DeStefano called upon the state legislature to create an EITC for Connecticut, currently the only New England state without a state-level program. For nearly a decade, advocacy groups have supported the program, which provides a tax break for low-wage workers, but its prospects for success in Hartford have been dim. But yesterday, DeStefano and Senate Majority Leader Martin Looney, a Democrat from New Haven, expressed optimism that state leadership had increased its support for the program, encouraged in part by a recently announced budget surplus.
“Everyone should have to work, but work should pay,” DeStefano said. “We need to keep that bargain … That’s what the EITC is about.”
DeStefano said the city will lobby in Hartford for the establishment of a state-level EITC. In addition to the federal-level EITC, state-level EITCs exist in 18 other states in the country.
The Yale College Democrats and the Yale student group Project Opportunity are also lobbying heavily for a state-wide EITC, Dan Weeks ’06 of Project Opportunity said. Weeks said a group of Yale students will meet on Friday with Philip Dukes, a policy advisor to Gov.

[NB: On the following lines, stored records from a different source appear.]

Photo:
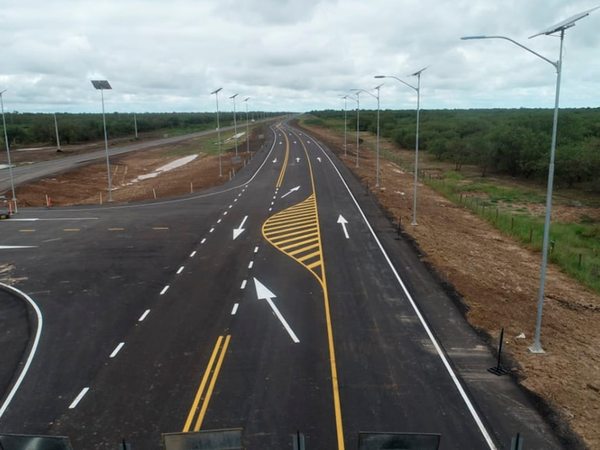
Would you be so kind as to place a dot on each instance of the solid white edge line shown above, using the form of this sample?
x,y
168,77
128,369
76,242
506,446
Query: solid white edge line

M. Jodi Rell.
Looney said the idea of an EITC has significant support in the Senate Democratic Caucus, particularly because it is designed to assist primarily working people. Other states have passed EITC legislation with bipartisan support, including Massachusetts and New Jersey, both of which instituted the measure under Republican governors, Looney said. He said the EITC is particularly effective for economic development because most of the money given to families is spent in local communities.
“It is a stimulus to the economy because these people are on such a thin margin, they aren’t squirreling it away,” he said.

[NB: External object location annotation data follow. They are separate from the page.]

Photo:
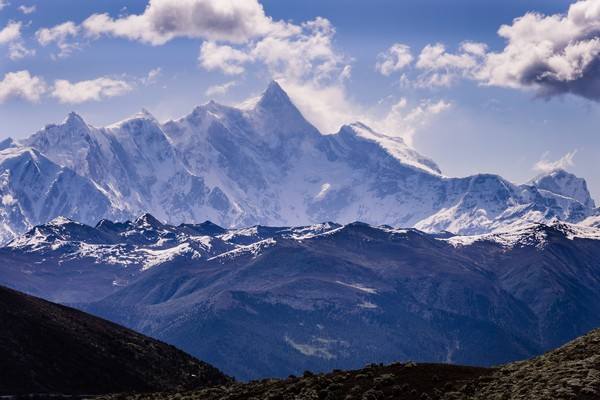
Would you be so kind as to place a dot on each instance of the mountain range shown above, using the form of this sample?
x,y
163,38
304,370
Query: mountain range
x,y
271,301
262,163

But Looney said the legislature is looking at a number of other ways to help foster job creation in Connecticut and is considering ways to alleviate the burden of property taxes for industry, which, he said, are a strong disincentive to new development and innovation.
According to the Mayor’s Office, nearly 12,000 New Haven residents, or 25 percent of those who filed taxes, qualified to receive the federal-level EITC in 2003, bringing more than $20 million into the city. Looney said he and his allies in the state legislature are hoping to set the state EITC at 20 percent. The mayor’s office has calculated that, set at 20 percent of the federal EITC, the state program would bring an additional $4 million into the city, mayoral spokesman Derek Slap said.
Michael Montano ’03, economic development programs coordinator for the New Haven advocacy group Junta for Progressive Action, said the VITA program, which provides free tax preparation for low-income individuals, is instrumental in helping eligible families claim their federal EITC money. Last year, the program assisted 600 people and helped them claim an average refund of $1,700.
“Obviously, no tax credit is going to be as effective as having a good job and health care in improving quality of life, but this tax program does help let people retain their hard earned money,” he said.
The VITA program expanded this year, and now offers tax preparation at six sites, up from two last year. The sites include the New Haven Free Public Library and the new Yale-Dixwell Community Center.